What do hellbenders, water supply and construction all have in common? It’s the Piney Weir Project at Fort Leonard Wood, Missouri!
The $5.8 million project in the woods of Fort Leonard Wood will repair a roughly 80-year-old weir in the Big Piney River. A weir is a low dam built across a river to raise water levels upstream. At Fort Leonard Wood, the weir does just that, but serves a special purpose to the military community living and working on the installation.
“The purpose of the weir [is] to pond water for the [installation’s] water intake for water supply. It is the main water supply for Fort Leonard Wood,” said Angela Loewen, civil engineer and team lead for the project.
According to Loewen, the weir has been repaired multiple times since its construction in the early 1940s, but it has been deteriorating over time due to weather events and high river flows. Fort Leonard Wood requested the U.S. Army Corps of Engineers, Kansas City District complete this project to lengthen the lifespan of the weir and continue to provide local water to the installation.
A river of challenges
“Anytime you are working in a river with water and mother nature, there are going to be challenges,” said Eric Omundson, Military Programs section chief.
Working with water means the project is subject to issues with weather, river conditions and other unique factors.
“Our construction timeline is constricted for endangered species [concerns] … as well as the fluctuation of the river and the low rainfall period of the year. There is only a certain period of time that we can work in the river,” said Casey Bolich, Fort Leonard Wood Resident Office project manager.
The weir is home to the Eastern Hellbender, an aquatic salamander that is on the endangered species list. All work pertaining to the hellbender must be coordinated through multiple fish and wildlife, and natural resource agencies. This kind of work takes time and careful planning.
Aside from the weather and wildlife, the team has experienced multiple challenges throughout their planning and design process, like a lack in historical documentation from the original project plans or having the weir located near a historical outlook site that needs to be protected. For each unique hurdle they encountered, they found a unique solution.
For example, to work on the weir, they need to dewater the area around the weir, but can’t stop the flow of the river. Dewatering means that all the water around the weir will need to be removed and the weir must be dry. To overcome this challenge, the team designed an innovative solution.
“Follow-on aquatic organism passage features were added to the design … to allow passage of aquatic organisms throughout the year up and around the weir structure,” Bolich said. “The contractor is currently using it as a bypass to reroute the river for the repair of the weir.”

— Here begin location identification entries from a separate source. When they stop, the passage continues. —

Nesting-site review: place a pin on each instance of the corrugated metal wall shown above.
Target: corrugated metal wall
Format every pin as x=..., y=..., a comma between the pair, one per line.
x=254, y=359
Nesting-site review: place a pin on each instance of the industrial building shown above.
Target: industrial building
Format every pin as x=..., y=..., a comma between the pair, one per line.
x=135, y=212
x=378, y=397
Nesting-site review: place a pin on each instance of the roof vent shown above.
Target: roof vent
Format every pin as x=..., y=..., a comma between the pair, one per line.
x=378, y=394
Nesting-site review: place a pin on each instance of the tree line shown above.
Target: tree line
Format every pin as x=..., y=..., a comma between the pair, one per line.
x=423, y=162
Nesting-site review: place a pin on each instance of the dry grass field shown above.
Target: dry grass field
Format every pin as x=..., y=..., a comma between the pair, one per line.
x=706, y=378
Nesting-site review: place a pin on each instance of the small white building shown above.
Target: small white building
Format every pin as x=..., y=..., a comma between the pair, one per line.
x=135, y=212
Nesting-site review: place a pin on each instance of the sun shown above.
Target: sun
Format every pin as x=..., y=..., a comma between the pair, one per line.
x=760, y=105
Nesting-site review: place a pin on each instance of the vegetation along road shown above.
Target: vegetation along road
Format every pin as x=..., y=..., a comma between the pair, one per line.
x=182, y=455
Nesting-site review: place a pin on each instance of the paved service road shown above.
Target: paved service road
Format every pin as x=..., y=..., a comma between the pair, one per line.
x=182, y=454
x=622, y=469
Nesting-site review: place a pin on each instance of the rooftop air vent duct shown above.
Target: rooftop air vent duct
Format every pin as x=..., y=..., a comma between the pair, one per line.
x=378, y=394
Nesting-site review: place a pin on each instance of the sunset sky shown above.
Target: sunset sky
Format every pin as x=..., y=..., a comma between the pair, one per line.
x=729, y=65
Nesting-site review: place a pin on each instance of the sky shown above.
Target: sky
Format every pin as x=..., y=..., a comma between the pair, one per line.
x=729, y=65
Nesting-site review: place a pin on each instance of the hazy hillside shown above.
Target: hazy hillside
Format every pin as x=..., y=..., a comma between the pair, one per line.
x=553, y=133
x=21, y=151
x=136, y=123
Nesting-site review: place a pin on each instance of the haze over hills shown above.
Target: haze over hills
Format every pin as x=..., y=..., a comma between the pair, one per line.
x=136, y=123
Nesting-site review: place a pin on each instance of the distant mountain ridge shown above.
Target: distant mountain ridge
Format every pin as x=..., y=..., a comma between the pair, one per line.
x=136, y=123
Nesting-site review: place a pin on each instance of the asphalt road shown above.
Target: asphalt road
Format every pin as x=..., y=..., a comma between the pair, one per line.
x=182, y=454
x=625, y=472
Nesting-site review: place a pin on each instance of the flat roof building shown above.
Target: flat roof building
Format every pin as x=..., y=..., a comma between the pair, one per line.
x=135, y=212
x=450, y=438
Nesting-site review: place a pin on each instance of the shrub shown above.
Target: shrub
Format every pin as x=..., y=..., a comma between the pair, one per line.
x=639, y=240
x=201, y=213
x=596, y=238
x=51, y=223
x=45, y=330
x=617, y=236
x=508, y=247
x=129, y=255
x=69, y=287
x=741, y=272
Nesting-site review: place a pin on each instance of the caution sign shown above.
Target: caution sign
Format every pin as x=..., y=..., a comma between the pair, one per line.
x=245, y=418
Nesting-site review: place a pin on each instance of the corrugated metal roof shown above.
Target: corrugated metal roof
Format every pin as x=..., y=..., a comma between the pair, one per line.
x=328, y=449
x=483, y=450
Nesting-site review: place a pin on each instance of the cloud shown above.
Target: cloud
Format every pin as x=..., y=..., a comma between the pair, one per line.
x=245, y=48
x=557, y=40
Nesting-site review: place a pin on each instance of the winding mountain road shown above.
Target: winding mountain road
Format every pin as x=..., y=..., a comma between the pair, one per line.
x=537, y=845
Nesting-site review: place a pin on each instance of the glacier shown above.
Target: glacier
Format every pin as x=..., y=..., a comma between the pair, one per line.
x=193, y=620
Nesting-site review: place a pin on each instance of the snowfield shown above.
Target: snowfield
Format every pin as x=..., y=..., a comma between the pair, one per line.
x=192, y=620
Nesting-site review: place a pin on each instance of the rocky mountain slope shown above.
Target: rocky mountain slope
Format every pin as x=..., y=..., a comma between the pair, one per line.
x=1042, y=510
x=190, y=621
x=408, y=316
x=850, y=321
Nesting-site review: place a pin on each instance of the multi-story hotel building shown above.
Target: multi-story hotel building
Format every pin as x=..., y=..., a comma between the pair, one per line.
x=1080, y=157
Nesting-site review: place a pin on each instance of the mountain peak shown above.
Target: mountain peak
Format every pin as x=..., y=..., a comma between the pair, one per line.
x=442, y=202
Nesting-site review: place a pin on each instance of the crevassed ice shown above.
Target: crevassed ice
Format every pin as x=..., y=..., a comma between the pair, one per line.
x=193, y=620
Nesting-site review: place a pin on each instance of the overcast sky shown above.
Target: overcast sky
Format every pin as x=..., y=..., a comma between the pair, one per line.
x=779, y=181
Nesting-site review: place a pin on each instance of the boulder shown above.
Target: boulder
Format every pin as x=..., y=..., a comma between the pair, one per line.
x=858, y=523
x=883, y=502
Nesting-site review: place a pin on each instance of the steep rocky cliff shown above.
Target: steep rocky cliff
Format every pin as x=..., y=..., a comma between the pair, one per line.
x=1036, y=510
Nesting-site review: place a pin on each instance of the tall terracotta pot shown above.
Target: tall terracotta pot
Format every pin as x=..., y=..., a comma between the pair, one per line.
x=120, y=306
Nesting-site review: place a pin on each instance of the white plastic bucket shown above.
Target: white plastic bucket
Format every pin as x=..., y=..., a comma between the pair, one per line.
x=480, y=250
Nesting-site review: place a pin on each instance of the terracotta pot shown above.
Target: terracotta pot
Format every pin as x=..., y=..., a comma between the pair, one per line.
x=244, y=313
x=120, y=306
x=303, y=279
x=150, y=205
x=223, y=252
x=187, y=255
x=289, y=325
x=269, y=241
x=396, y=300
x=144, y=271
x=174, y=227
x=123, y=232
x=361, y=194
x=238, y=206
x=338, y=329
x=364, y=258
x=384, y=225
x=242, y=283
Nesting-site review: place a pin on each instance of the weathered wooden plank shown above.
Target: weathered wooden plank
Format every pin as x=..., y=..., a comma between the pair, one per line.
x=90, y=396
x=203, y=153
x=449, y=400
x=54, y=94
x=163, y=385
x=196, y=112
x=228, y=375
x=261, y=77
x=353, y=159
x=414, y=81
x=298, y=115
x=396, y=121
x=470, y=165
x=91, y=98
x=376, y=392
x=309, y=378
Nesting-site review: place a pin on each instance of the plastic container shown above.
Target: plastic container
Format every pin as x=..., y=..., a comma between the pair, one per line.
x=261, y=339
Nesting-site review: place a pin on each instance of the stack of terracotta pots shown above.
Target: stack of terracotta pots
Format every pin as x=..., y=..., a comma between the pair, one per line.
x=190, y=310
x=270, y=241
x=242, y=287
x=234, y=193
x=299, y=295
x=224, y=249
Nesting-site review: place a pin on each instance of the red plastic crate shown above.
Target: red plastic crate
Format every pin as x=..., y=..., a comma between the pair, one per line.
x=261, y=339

They also had to think outside the box to survey the area during the planning process due to the steep banks and rough terrain around the weir.
“[We had] to ramp down from the west side [bank]. [It is] the only kind of access point we have to the weir,” said Loewen.
Once they had access, they were able to survey and get a drill rig out on the weir to collect borings.
“Taking a drill rig out on to the top of a weir that is deteriorating was rather challenging … [but] we were able to get a couple of borings through one side of the weir,” said Loewen.
Those borings helped the team determine the composition of the weir and aided in their design process.
The team also held public meetings and forums before advertising the project to discuss concerns with the public. These meetings helped the team ensure the weir project was environmentally sound and the best option moving forward.
Due to how unique this project was, they needed to find a contractor who had the very niche capabilities needed to overcome the challenges.
“How the team overcame that challenge, was we conducted the appropriate market research, we engaged with industry and [participated] in industry days in order to solicit feedback from industry and to generate interest in the project,” said Omundson.
The contract was awarded to McMillan Jacob Associates in September 2022. Construction of the weir has begun, so the immediate area is fenced off and closed to the public due to safety concerns. This means all recreation on and around the weir is closed, including fishing.
There will be no impact to the current water intake operations throughout the duration of the project. The project is scheduled to be completed in fall 2023.